ザック


 無雪期よりもなにかと荷物が増えるし、凍った装備等のパッキングを考えると、パッキングに自信が無いうちは多少余裕のある大きさのものがよいと思われる。大きいと余分なものまで入れるからと小さめを勧める向きもあるようだがそんなことは装備を詰めるときにきちんと考えるように。
 小さめの物に目一杯詰めて上に行ってから再パッキングできなくなって荷物をザックの外にくくりつけるようなことはしてはならない。

 ただ大きいからといって余分な物は持たない。最初のうちにはむやみに荷物を持ちがちであるが、経験を積むうちにいらないものがわかってくるので、使わなかった物は次に持って行かないということを繰り返すこと。

 あれこれと機能を追っていろいろな装備がついたザックよりもシンプルな物の方が故障も少なく軽量で、工夫次第でいろいろな用途に使えるのでいいと思う。無用にでこぼこしていると間に雪が詰まって凍ったりしてたちが悪い
 最近は無用なアジャスターがたくさん付いているものが多いが一度セッティングしてしまえばあとは無用の長物、故障の原因にもなるので少し何とかして欲しい。
 従来はパッキングと背負い方の工夫で何とかしてきたものである。背負いひもの調整くらいしかできないキスリングを上手にパッキングして何十キロもの荷物を担いで平気で歩いたものだ。今時キスリングを使うことは意味のないことだとは思うが、新人のうちはこれでパッキングの訓練をしておくとアタックザックを使うときにも非常に楽ができる。なんといってもパッキング技術の善し悪しが即行動の苦楽につながるので上手にならざるを得ないのである。
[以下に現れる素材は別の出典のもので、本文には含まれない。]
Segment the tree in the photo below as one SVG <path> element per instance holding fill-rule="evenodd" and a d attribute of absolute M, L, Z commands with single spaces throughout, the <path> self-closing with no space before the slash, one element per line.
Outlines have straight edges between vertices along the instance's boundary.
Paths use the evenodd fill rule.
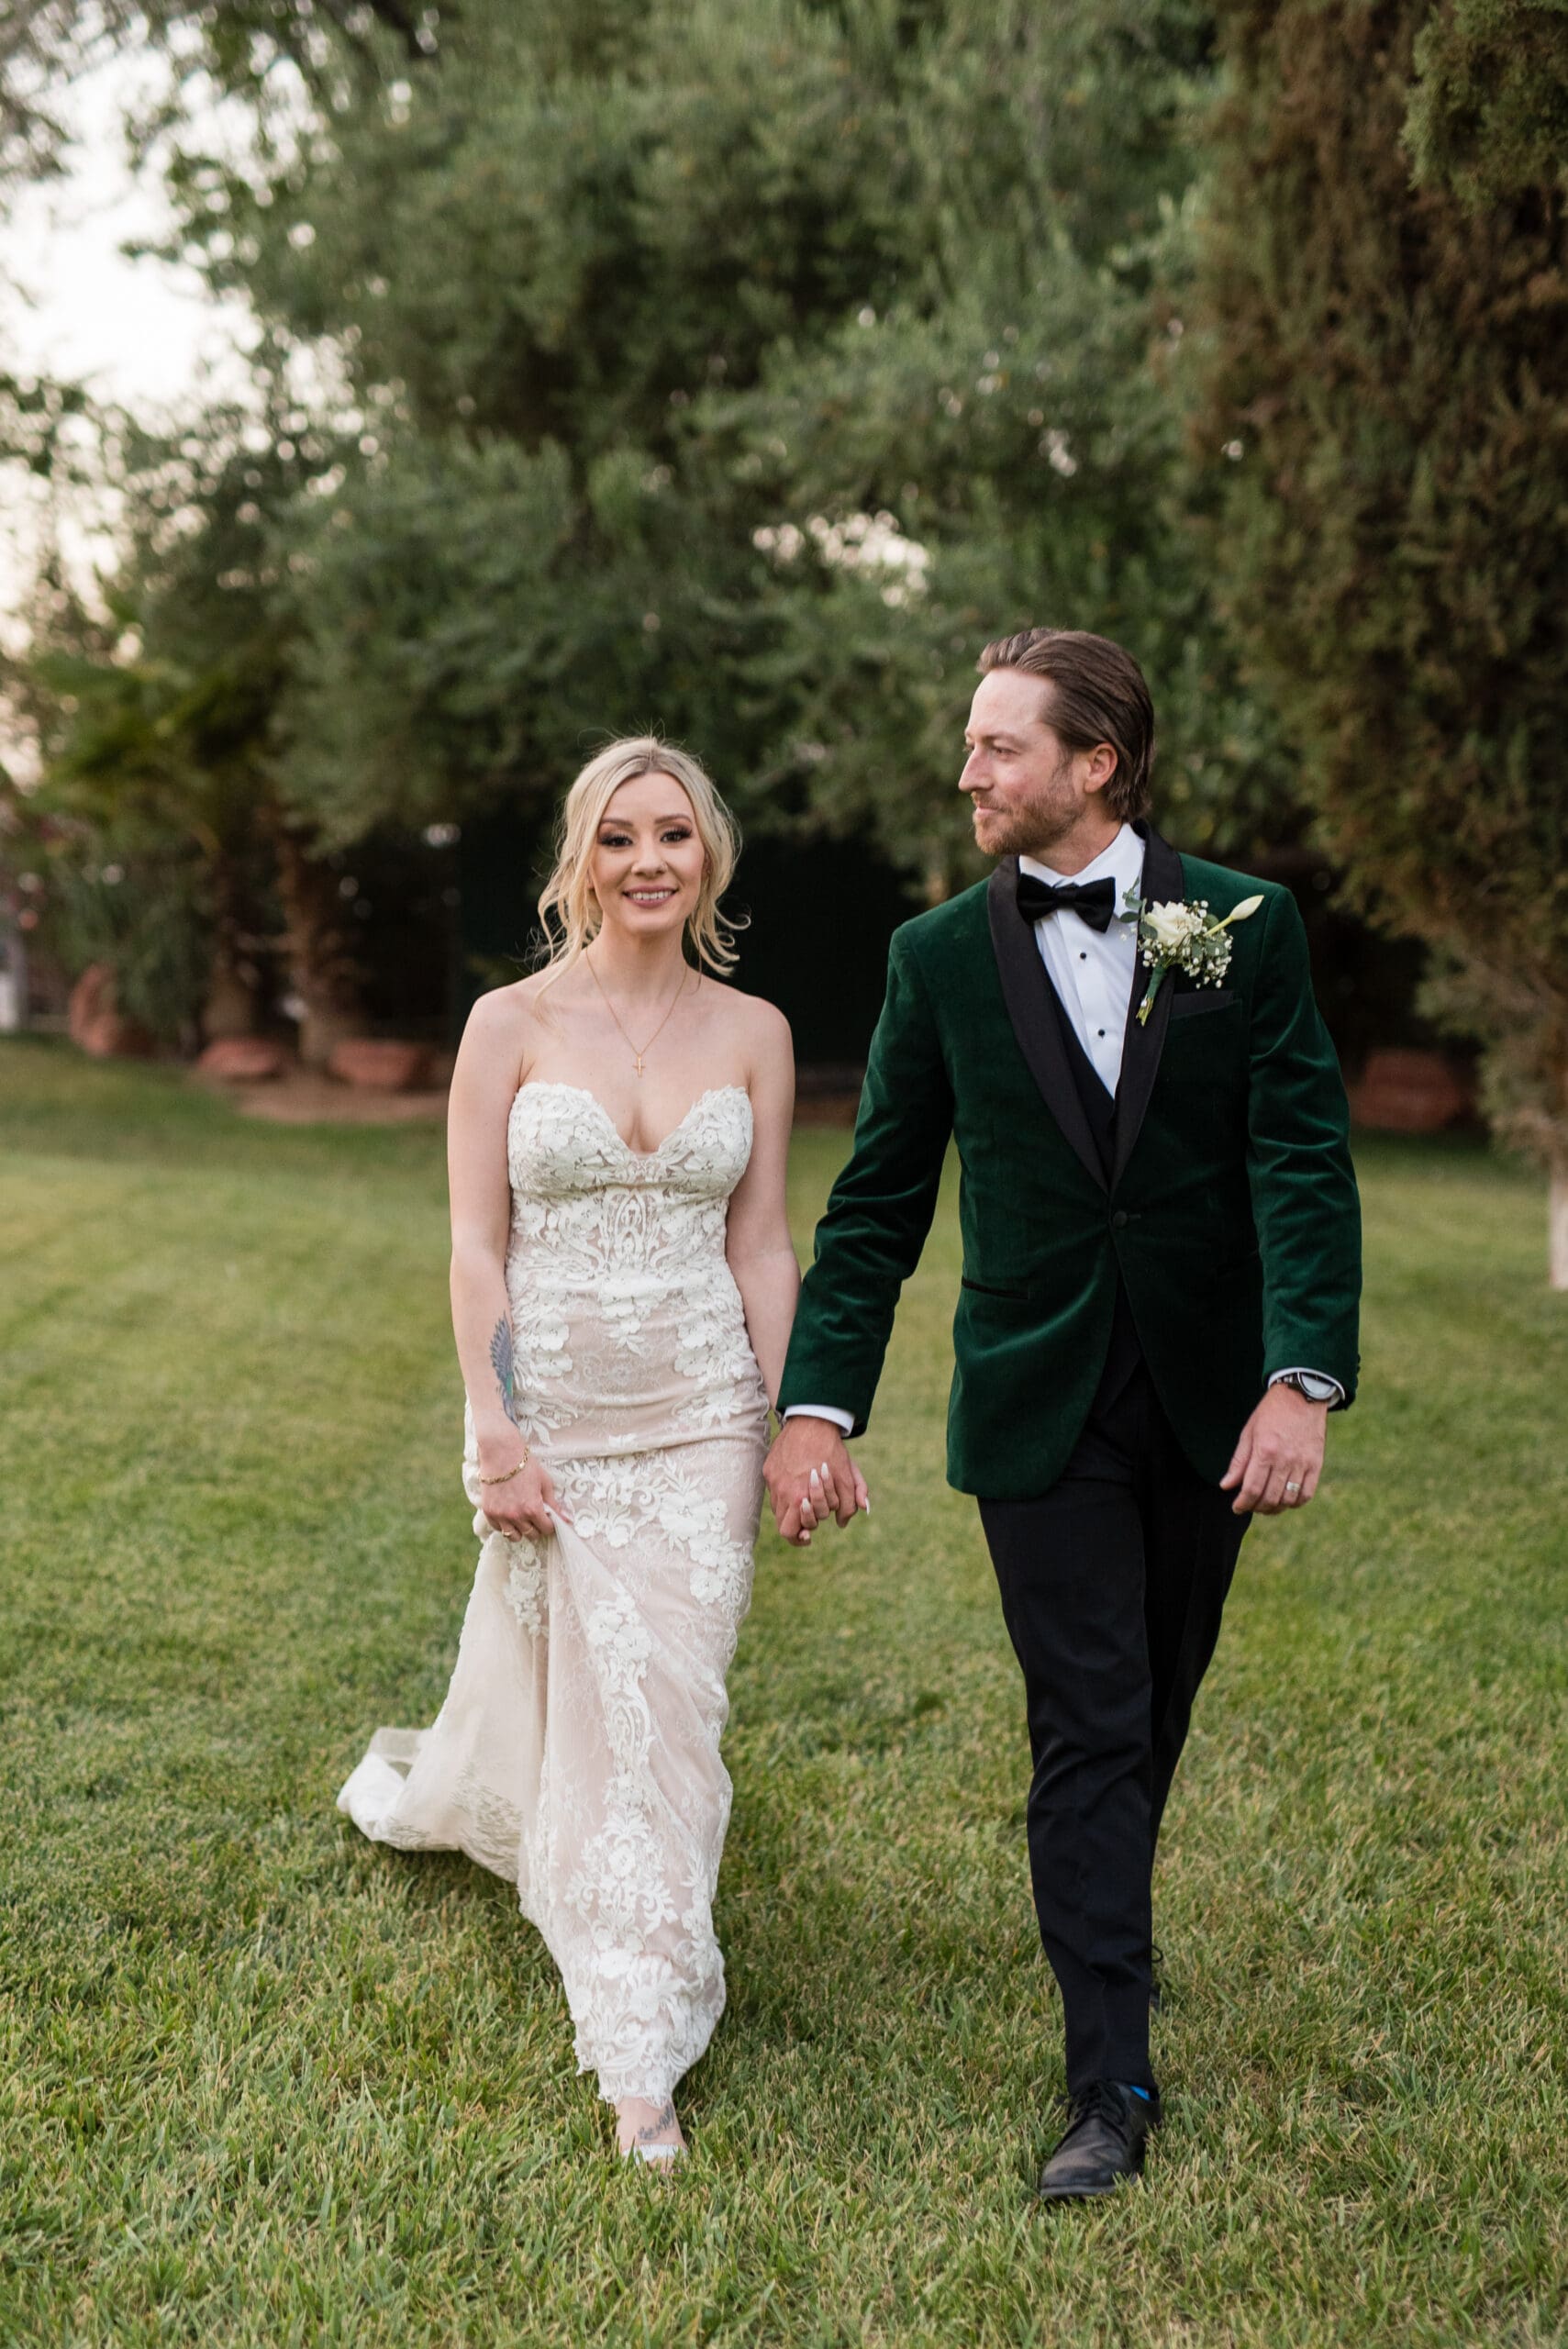
<path fill-rule="evenodd" d="M 288 785 L 336 836 L 543 808 L 654 721 L 758 767 L 772 508 L 690 427 L 885 274 L 898 39 L 847 13 L 477 0 L 439 75 L 350 93 L 259 192 L 187 156 L 215 275 L 365 418 L 299 549 Z"/>
<path fill-rule="evenodd" d="M 1561 87 L 1568 17 L 1547 42 L 1525 13 Z M 1198 440 L 1323 840 L 1354 902 L 1451 974 L 1503 1130 L 1551 1165 L 1568 1286 L 1568 217 L 1528 139 L 1506 184 L 1502 148 L 1483 173 L 1451 143 L 1412 184 L 1412 75 L 1456 21 L 1226 12 Z"/>
<path fill-rule="evenodd" d="M 1140 654 L 1184 844 L 1289 837 L 1289 763 L 1213 606 L 1171 383 L 1209 70 L 1199 10 L 945 10 L 907 68 L 886 306 L 708 403 L 790 518 L 765 537 L 784 625 L 763 663 L 796 704 L 777 763 L 934 891 L 978 869 L 952 788 L 974 655 L 1026 619 Z"/>
<path fill-rule="evenodd" d="M 108 962 L 121 1008 L 167 1041 L 244 1032 L 281 915 L 301 1057 L 321 1065 L 359 1025 L 359 994 L 321 843 L 277 788 L 296 630 L 278 537 L 330 451 L 286 421 L 215 413 L 174 442 L 123 430 L 109 464 L 132 525 L 104 609 L 41 583 L 11 668 L 37 805 L 65 819 L 50 862 L 75 959 Z"/>
<path fill-rule="evenodd" d="M 657 724 L 750 827 L 869 829 L 940 892 L 975 652 L 1039 618 L 1143 657 L 1184 842 L 1289 837 L 1171 372 L 1199 0 L 465 0 L 417 64 L 272 5 L 201 12 L 257 136 L 237 164 L 193 116 L 170 185 L 280 441 L 291 379 L 345 427 L 268 507 L 253 616 L 257 774 L 312 851 L 542 819 Z M 184 558 L 215 619 L 224 543 Z"/>
<path fill-rule="evenodd" d="M 152 44 L 182 76 L 260 100 L 280 67 L 313 94 L 373 71 L 379 33 L 410 61 L 439 46 L 440 10 L 404 0 L 7 0 L 0 20 L 0 189 L 59 169 L 60 97 L 116 50 Z"/>
<path fill-rule="evenodd" d="M 749 818 L 946 886 L 973 654 L 1043 611 L 1142 651 L 1184 838 L 1288 832 L 1161 358 L 1207 26 L 473 0 L 259 189 L 187 152 L 215 277 L 367 422 L 302 546 L 301 804 L 339 838 L 545 804 L 657 720 Z"/>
 そのアジャスト式の物は実際に荷物をいれて何回か使ってみてセッティングを決めておくこと。実際に使ってみると意外に不都合が出てきたりするものである。調節のしにくいものでは本番の行動中にすることは無用な体力の消耗を招くので特に重要である。
 買ったばかりのザックが合わず、苦労して疲れてしまうのは本人も大変だが、セッティングの変更のためにパーティー全体の行動も遅くなり非常に不幸である。どんなものでも背負って大丈夫なくらいにしておくことが望ましいが、そんなことは不可能だろうからきちんと合わせておこう。

 パッキングは無雪期と違って雑然として狭い戦場のようなテントの中で行われるのが常なので、ふだんから研究して練習すること。慣れないと家でパッキングするようにはうまくいかなくて荷物があふれることがある。(馴れてくるとその逆で、家を出るときは適当に放り込み、山ではまじめにパッキングするので小さくなることもある)

サブザックはシンプルでかさばらない物をスタッフバッグ兼用として使うと便利。